Inhibition of vascular smooth muscle cell proliferation by the vitamin E derivative pentamethylhydroxychromane in an in vitro and in vivo study: pivotal role of hydroxyl radical-mediated PLCgamma1 and JAK2 phosphorylation.

Abnormal proliferation of vascular smooth muscle cells (VSMCs) plays an important role in the development of cardiovascular diseases. PMC (2,2,5,7,8-pentamethyl-6-hydroxychromane) is the most potent hydrophilic derivative of vitamin E. In this study, we investigated the mechanisms of PMC inhibition of VSMC proliferation in vitro and in vivo. PMC (20 and 50 microM) obviously suppressed proliferation of PDGF-BB-stimulated cells, but not resting cells, and arrested cell cycle progression at the G(2)/M phase. A significant reduction in neointimal formation in carotid arteries was observed in PMC (5mg/kg/day)-treated rats after balloon angioplasty.
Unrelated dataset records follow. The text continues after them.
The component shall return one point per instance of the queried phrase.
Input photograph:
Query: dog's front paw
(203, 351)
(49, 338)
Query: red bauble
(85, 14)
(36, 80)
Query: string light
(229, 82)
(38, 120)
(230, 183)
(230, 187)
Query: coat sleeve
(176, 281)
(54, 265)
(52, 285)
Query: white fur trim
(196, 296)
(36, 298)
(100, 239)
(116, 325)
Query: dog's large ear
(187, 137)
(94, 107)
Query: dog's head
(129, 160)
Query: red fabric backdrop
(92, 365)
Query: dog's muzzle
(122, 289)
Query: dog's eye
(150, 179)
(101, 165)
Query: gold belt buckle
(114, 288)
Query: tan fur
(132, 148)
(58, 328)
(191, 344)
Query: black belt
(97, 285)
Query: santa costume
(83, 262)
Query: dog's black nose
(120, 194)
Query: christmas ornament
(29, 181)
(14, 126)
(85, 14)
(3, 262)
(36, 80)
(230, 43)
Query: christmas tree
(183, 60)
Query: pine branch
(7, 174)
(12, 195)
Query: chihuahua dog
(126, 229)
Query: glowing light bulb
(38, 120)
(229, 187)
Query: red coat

Activation of STAT3, JAK2, PLCgamma1, PKCdelta, and ROS, but not ERK1/2, AKT, or PKCalpha, was markedly inhibited by PMC in PDGF-BB-stimulated VSMCs. Deferoxamine and PMC significantly inhibited the phosphorylation of PLCgamma1 and JAK2 and arrested cell cycle progression at the G(2)/M phase. These events, however, were reversed in the presence of Fe(2+). Moreover, PMC directly inhibited hydroxyl radical formation in both the Fenton reaction and VSMCs according to an electron spin resonance study. In conclusion, this study demonstrates for the first time that PMC inhibits VSMC proliferation in vitro and balloon injury-induced neointimal formation in vivo. The inhibitory mechanism of PMC may involved the inhibition of hydroxyl radical-mediated PLCgamma1-PKCdelta and JAK2-STAT3 activation and causes cell cycle arrest at the G(2)/M phase. PMC treatment may represent a novel approach for lowering the risk of or improving function in abnormal VSMC proliferation-related vascular diseases.